We have a low self-esteem that is effecting our lives to the point in which we do not want to live in them anymore but now, we have seen the light, but can’t move. We can’t decide as to make a choice at all. And what if it is the wrong decision. What if things end up even worse, etc.

Further, another part of this symptom is its effect on our motivation. Going in to the realms of avoidance, does our behavior. That is, when a normal, minor issue presents itself to us we might opt out to avoid it all thereby dodging the coming troubles of making the decision. This is okay for maybe making your bed, but not a mental distortion in your brain that is slowly bringing you to a place in which your days will forever be dampened by this cognitive cloud following above.

A pilot can become unsure about whether or not they can fly anymore and a professor can become troubled as to how to talk about what they’ve always loved in front of the humans they once enjoyed to be in front of speaking with.
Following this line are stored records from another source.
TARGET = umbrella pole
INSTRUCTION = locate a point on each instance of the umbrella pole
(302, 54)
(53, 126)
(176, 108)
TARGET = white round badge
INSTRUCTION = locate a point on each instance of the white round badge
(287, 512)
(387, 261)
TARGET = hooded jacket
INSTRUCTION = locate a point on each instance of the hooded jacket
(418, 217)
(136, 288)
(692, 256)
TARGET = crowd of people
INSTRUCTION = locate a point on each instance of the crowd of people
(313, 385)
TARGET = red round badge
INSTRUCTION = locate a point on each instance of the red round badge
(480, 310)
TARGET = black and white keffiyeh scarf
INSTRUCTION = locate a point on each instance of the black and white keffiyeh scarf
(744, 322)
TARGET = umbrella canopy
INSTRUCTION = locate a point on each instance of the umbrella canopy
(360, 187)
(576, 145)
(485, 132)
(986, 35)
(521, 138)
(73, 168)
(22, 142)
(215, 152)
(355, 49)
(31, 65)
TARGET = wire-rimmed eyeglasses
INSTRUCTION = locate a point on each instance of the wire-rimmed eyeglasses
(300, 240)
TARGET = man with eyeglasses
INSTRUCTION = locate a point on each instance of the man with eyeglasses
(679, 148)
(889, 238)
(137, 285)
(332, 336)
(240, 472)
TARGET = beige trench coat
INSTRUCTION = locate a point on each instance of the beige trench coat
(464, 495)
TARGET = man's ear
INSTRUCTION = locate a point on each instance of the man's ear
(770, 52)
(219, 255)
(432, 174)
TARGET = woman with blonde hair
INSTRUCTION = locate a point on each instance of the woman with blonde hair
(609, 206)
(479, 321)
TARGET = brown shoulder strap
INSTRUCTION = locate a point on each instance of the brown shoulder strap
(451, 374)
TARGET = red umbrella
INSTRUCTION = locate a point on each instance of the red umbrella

From small things to vey serious things this seemingly uninvolved symptom will wreak havoc as a catalyst for the development of severe depression.

mild:

decision making that is typically smooth sailing becomes difficult. The process of choosing becomes hard.

moderate:

decision making issues spread to most activity in the day. They can be from minor things like what one should wear to what one should do at work.

severe:

the person grows to believe they are unable to make a decision, and, in some cases, they cannot. And will not. They begin to not even try. Life becomes stagnant, and we essentially adhere ourselves to the illness’ ways as a result.